In a vote that highlights the city's struggle between growth and neighborhood preservation, a key Minneapolis committee on Thursday rejected a proposal to build a six-story apartment and retail building in the Dinkytown neighborhood next to the University of Minnesota.
The project has spurred an aggressive campaign called "Save Dinkytown" to resist what some neighbors view as a threat to the small-business fabric of the neighborhood. Activists pushed their message at political conventions across the city this spring and packed the City Council's zoning and planning committee on Thursday. The full City Council will vote on it next week.
Council members expressed concerns about the potential high price of retail space in the new development and long-term implications that denser zoning would have in the area.
"If this gets rezoned, Al's could be next," said Council Member Lisa Goodman, referring to the revered hole-in-the-wall breakfast establishment Al's Breakfast, which is separated from the project by one property.
The committee rejected rezoning for the Opus Development Company's proposal 3-2, even though city staff had recommended it by pointing out that the 140-apartment building aligns with city policies to build dense projects in busy urban centers. It would also develop a plot of land, along SE. 5th Street between 13th and 14th Avenues, that is now 70 percent surface parking lots.

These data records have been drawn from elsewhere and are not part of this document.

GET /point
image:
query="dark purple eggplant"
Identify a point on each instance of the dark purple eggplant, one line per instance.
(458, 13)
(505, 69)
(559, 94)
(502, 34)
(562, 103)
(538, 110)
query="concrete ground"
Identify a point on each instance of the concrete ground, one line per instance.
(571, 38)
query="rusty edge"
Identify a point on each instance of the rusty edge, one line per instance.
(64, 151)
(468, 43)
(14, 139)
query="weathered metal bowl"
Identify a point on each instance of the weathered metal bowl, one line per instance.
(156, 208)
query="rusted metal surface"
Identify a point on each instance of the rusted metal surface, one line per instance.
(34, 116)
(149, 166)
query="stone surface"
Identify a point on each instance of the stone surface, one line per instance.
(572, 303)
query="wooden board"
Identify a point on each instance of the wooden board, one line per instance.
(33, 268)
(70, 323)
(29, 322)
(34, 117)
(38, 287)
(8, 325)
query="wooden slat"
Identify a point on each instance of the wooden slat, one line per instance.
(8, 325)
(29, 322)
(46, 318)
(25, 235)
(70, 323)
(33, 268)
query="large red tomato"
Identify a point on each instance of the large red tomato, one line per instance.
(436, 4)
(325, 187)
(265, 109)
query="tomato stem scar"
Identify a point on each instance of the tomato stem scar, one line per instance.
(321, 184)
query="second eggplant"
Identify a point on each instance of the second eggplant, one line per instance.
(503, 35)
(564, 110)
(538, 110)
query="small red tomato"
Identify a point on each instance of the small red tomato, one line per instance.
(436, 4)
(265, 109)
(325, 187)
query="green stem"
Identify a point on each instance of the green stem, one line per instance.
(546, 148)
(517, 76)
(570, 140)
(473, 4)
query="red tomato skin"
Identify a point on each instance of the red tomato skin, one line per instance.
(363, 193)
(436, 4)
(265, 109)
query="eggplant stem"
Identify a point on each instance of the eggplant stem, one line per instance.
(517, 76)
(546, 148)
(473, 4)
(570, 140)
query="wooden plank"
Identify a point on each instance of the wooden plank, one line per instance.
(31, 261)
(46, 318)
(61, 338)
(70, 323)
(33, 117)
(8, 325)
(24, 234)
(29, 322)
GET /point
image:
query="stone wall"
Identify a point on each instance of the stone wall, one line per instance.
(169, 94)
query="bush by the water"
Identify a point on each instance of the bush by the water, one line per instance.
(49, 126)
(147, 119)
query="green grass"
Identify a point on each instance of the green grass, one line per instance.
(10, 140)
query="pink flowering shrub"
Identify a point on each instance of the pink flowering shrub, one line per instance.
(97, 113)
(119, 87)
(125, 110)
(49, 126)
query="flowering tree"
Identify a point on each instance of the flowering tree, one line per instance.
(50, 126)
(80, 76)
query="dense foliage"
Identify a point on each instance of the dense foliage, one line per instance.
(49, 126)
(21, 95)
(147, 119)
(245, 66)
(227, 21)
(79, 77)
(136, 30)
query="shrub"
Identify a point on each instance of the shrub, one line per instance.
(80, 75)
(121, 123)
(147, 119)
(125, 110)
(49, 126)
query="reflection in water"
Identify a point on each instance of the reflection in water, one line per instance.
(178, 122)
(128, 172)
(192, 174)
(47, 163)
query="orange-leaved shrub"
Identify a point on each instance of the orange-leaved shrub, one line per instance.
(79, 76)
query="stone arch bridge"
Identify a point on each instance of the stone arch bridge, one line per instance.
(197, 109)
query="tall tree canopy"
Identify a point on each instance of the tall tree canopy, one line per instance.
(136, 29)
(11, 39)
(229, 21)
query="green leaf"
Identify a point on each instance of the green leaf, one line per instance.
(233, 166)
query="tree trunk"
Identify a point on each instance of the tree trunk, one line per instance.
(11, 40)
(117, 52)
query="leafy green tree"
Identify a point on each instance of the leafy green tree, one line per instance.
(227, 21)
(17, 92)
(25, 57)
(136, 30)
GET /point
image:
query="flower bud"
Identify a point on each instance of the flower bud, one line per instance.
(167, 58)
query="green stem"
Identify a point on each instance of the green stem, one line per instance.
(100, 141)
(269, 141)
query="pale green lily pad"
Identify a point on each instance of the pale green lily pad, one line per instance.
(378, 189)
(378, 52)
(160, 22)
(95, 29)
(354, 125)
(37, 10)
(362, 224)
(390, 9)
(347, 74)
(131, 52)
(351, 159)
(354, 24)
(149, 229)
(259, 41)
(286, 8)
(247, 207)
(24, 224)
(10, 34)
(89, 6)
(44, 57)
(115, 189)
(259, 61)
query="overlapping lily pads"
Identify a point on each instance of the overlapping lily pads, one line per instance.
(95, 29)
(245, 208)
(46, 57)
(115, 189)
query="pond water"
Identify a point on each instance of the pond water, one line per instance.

The vote put several property owners who were planning to sell to Opus in a bind. The Book House and the Podium, a music shop, have already moved out of Laurel Bauer's properties on 14th Avenue SE.
Bauer was scheduled to close her 81-year-old family business, House of Hanson, next Wednesday. The owners of Duffy's Pizza said they were planning to close Friday.
"It's very frustrating. … We were all led to believe that the city was behind us and behind this project," Bauer said, alluding to staff recommendations and unanimous support of the city planning commission, an influential citizen advisory board.